# How to quote land clearing job?



## gink595 (Feb 9, 2008)

Alright fella's I need some quoting advice for a job I received today. I guy i know stopped out because he knew I have bobcat and cut firewood for myself. He wants to hire me to clear off about 200-300 small growing trees in his field. They range from 5" to 12"-14" range there is one maybe 30-35". the gov't is on his butt because he has this land in CRP (conservative land program) where they pay him not to farm it. He has had it in for about 30 yrs now and has never maintained it. Well the state is now aware of this and they want it removed or he gets penalized. So, how should I charge for this. I believe he has already had a quote on it, but says he hasn't. I'm just curious if any of you have way of pricing this.
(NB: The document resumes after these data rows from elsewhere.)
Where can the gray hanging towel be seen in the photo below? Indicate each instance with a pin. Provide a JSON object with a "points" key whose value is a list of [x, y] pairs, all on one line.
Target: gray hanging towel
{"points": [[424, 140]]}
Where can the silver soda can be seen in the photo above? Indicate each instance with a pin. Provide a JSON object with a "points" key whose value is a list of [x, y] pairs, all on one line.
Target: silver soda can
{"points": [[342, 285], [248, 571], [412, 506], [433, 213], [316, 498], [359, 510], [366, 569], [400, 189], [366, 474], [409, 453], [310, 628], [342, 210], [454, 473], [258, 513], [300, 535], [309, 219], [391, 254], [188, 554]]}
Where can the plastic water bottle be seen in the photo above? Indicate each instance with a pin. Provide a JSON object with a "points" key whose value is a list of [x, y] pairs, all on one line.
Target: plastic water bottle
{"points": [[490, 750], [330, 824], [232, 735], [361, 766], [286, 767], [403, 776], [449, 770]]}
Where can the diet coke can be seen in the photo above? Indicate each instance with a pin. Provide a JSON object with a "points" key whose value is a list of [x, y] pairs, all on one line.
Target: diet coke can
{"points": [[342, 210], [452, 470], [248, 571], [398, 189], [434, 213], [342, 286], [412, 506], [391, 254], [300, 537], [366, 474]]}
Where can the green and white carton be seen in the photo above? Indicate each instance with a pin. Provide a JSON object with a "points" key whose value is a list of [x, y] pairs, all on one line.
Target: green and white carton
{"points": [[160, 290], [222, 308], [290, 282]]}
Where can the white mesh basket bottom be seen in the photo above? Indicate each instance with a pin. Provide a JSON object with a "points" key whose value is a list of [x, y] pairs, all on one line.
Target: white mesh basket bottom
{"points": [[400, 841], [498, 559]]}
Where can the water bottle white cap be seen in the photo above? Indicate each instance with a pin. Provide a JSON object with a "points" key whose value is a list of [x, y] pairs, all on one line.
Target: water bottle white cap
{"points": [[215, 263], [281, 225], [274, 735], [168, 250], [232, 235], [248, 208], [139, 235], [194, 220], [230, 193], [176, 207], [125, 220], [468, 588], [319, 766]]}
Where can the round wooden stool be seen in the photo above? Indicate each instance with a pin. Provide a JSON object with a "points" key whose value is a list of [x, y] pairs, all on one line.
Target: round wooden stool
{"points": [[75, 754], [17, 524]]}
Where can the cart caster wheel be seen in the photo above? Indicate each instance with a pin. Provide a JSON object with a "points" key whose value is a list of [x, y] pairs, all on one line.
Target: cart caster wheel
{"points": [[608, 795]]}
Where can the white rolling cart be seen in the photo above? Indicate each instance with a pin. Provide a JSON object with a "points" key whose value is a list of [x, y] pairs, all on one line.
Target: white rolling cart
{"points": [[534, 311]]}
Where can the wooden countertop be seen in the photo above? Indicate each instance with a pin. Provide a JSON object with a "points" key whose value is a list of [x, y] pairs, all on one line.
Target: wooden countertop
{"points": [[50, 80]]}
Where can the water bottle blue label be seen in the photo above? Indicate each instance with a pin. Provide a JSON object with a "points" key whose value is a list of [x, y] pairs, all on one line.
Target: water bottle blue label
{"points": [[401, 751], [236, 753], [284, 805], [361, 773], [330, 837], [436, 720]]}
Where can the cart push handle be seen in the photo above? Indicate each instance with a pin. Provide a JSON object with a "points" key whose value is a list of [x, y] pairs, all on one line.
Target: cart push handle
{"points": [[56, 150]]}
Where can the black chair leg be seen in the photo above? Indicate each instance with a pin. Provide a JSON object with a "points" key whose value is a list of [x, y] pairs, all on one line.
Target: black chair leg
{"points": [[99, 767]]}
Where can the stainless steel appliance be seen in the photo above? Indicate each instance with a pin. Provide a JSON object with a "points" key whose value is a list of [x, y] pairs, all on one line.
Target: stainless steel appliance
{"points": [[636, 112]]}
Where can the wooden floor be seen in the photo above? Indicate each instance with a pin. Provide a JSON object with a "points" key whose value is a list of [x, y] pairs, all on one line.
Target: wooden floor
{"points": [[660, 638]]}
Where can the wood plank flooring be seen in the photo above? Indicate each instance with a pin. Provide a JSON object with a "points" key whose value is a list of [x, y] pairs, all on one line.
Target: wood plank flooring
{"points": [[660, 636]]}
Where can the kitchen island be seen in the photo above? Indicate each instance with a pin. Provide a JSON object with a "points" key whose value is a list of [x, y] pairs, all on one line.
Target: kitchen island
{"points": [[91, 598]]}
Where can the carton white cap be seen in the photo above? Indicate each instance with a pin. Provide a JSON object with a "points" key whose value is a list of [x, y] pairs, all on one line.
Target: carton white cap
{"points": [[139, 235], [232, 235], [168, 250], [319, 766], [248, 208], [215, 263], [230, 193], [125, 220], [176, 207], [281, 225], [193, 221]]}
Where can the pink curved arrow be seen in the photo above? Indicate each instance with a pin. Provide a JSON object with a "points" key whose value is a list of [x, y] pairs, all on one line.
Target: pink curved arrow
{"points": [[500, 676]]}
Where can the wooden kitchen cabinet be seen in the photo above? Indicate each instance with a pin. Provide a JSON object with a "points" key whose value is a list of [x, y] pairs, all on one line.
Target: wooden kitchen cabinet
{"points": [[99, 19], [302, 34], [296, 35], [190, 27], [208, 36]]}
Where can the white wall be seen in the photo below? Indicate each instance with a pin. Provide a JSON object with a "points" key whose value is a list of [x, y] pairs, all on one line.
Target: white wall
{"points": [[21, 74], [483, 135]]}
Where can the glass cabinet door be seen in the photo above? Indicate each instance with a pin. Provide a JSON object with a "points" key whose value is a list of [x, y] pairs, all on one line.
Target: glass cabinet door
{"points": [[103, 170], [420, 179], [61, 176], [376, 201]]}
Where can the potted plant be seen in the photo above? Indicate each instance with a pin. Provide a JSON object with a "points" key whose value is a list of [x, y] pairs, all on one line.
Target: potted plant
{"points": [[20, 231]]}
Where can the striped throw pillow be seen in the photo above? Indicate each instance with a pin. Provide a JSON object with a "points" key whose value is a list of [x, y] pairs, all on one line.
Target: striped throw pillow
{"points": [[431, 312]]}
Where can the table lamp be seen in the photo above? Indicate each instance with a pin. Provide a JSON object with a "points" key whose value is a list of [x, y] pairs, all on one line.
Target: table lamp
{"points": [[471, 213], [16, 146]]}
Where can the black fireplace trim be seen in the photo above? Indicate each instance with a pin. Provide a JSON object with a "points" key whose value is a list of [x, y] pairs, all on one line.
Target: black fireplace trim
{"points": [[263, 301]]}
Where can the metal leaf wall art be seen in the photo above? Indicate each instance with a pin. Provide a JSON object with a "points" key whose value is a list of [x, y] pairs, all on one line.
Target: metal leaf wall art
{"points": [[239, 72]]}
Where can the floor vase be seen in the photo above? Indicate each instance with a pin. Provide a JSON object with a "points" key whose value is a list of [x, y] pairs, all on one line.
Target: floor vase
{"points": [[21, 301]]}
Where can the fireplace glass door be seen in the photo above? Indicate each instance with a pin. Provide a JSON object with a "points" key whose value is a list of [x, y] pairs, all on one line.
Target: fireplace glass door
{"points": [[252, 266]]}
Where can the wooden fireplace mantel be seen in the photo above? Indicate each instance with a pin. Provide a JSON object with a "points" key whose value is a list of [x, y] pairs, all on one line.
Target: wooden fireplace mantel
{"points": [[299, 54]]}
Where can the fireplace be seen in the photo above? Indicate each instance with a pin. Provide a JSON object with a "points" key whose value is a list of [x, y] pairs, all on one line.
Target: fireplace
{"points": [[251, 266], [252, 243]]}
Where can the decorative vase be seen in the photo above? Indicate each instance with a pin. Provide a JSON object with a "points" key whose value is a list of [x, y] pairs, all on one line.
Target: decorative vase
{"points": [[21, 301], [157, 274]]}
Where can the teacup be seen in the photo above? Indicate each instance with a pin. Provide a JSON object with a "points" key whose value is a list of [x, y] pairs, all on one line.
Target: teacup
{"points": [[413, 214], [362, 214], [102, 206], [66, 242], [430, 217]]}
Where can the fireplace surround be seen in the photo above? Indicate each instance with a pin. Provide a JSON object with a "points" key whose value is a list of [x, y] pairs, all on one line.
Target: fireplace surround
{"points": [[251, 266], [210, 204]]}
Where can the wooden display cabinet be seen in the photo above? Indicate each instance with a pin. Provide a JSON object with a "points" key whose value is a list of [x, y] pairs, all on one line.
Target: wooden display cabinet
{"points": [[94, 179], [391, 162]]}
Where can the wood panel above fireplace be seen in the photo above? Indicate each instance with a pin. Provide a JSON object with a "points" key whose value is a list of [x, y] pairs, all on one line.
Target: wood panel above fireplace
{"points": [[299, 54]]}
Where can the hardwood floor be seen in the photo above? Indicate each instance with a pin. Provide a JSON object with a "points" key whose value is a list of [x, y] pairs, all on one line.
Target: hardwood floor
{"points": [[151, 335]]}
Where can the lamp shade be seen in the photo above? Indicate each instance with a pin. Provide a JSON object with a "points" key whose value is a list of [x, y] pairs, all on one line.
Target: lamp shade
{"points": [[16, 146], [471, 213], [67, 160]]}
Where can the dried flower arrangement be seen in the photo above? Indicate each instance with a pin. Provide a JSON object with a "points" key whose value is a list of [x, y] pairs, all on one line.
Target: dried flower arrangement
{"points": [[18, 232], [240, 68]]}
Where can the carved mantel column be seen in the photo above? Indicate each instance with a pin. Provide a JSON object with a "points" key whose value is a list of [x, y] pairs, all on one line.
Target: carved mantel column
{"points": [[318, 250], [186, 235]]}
I have done a job like this before but I was a employee so I have no idea on what the job was sold at.


----------



## fireman (Feb 10, 2008)

*charging*

how many acres is it ,do you have brush hog and do you have to remove all material.you bid per acre.I just finished a 4 acre job with complete removal of material.we under cut all brush then went in cleared all trees had to chip all brances couldnt burn minimum bid $3500 an acre.If you can burn that is the way to go, if not you have to figure your cost for removal of logs and chipping and were you have to get rid of chips.


----------



## gink595 (Feb 10, 2008)

fireman said:


> how many acres is it ,do you have brush hog and do you have to remove all material.you bid per acre.I just finished a 4 acre job with complete removal of material.we under cut all brush then went in cleared all trees had to chip all brances couldnt burn minimum bid $3500 an acre.If you can burn that is the way to go, if not you have to figure your cost for removal of logs and chipping and were you have to get rid of chips.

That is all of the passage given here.